There are lots to like about the Oilers’ game, no doubt. At 5×5 when adjusting for the score and venue, the Oilers are controlling 55.77 percent of the shot attempts, 66.81 percent of the goals scored and 59.06 percent of the expected goal share. On top of that, they’re dominating in the high-danger areas.
After a shaky game one, the team has bounced back nicely in games two and three, but Jay Woodcroft and the players know there’s lots of work to be done.
“Each game is worth the game. In a playoff series, your job is to try to get to four,” said Woodcroft after game three. “The score of the game doesn’t matter if it’s a 2-1 triple overtime game, or if it’s a little bit more lopsided, that doesn’t matter.
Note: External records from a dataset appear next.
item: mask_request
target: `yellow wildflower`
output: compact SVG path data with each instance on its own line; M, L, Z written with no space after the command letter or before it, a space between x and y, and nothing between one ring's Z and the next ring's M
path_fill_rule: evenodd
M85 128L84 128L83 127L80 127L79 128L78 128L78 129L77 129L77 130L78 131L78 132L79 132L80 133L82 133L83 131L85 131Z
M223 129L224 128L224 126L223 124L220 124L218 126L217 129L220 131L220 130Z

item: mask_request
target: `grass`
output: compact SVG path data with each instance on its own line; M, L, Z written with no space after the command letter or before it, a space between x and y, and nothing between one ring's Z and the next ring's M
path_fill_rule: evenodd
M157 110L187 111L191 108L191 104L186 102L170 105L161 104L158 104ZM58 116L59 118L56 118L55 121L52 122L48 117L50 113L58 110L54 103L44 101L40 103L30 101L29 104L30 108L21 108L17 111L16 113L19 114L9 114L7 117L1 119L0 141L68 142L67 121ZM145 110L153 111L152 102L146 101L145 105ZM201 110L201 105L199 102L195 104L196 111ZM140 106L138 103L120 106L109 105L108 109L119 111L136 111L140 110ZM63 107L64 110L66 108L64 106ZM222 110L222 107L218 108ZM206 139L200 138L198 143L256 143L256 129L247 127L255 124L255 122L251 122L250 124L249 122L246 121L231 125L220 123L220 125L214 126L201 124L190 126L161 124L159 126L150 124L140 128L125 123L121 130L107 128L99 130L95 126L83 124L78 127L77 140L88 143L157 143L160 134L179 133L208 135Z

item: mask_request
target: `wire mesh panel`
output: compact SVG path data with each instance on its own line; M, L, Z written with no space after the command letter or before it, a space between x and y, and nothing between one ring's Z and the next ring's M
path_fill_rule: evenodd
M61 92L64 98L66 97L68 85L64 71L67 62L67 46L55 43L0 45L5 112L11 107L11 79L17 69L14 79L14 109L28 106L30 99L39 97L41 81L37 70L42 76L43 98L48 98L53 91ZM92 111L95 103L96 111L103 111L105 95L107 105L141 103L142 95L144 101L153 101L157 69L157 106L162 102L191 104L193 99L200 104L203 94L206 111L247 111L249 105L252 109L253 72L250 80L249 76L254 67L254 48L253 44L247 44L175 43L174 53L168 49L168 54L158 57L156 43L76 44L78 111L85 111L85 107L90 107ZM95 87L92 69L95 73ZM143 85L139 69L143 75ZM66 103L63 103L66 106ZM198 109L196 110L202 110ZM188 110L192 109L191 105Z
“We have to make sure that we’re doing the necessary things to see how we played clearly. What can improve, what we want to continue to emphasize, and if we do that and rest up properly, I think it’ll serve us well heading into game four.”
If you’re not looking to improve your game at all times, you’re absolutely doing a disservice to your players, your organization, and your fan base. So where are the areas of concern for the Oilers? Let’s break down the Oilers’ lines as they have been deployed at 5×5 in games two and three, while adjusting for score and venue.
Kane – McDavid – Puljujarvi
Hyman – Draisaitl – Yamamoto
Archibald – RNH – Ryan
Foegele – McLeod – Kassian
The Oilers’ top two lines aren’t of concern. They’re controlling the pace of play, outscoring their opponents handily, and have the expected goal share to back it up.
Edmonton’s bottom six, however, is of concern.
The third is getting dominated in terms of shot attempt share, as well as the scoring chance share. They’ve outscored their opponents 1-0, a good sign, and have a slightly below average expected goal share.
The fourth line is keeping their heads above water in terms of the shot attempt share, but are getting caved in when it comes to scoring chances and expected goal share. They’ve also outscored their foe’s 1-0.
Again, what this all comes back to is if you’re not trying to make your team better at all times, you’re not doing the right things. For the Oilers and Jay Woodcroft, I would be looking to mix up the lines in the bottom-six and potentially bring in a fresh face.
I get the old saying of “if it ain’t broke, don’t fix it,” but truth be told this bottom-six as it’s operating is, in fact, broken. Edmonton can’t take the Kings lightly at all. After all, there’s a reason they finished third in the Pacific Division standings. They’ve been a strong team all year, but are on their heels and come game four, they’re going to be desperate. I worry that the Oilers’ bottom-six could get exposed.
So what kind of changes could be made? First off, I would look to move Ryan McLeod to the Oilers’ third line alongside Ryan Nugent-Hopkins and Derek Ryan, and bump Josh Archibald to the press box. Why? I think McLeod has quietly been having a strong playoff so far. He’s using his speed and smarts to get to the right areas, and has shown some offensive jump. He almost scored early in game one, and got rewarded with a nice tip-in in game two.
His speed and ability to transport the puck on the third line would be a huge asset alongside Nugent-Hopkins and Ryan. Archibald has been doing what he does: using his speed on forechecks and not shying away from using his body. The Oilers have utilized him sparingly on the penalty kill, and he can be replaced there.
When it comes to the fourth line, I would bring in either Derick Brassard, or Devin Shore to center the fourth line alongside Foegele and Kassian. Surprisingly, Foegele and Kassian have been solid together at 5×5 this season, I lean towards adding Brassard to that pair.
At the end of the day, Brassard is no stranger to playoff hockey. Over his 15-year career, he’s appeared in 117 playoff games scoring 25 goals and 68 points. The production has been there over the course of his career, and he plays a quiet, calm game that I think could help settle the Oilers’ fourth line down quite nicely.
We’re talking about moving pawns here, but the truth of the matter is sometimes the right adjustments can be a big difference maker. Like I said earlier, I expect the Kings to come out with some big jump in their game in game four, and the Oilers’ bottom-six as is is showing some major warts.
Let’s see if any adjustments will be made.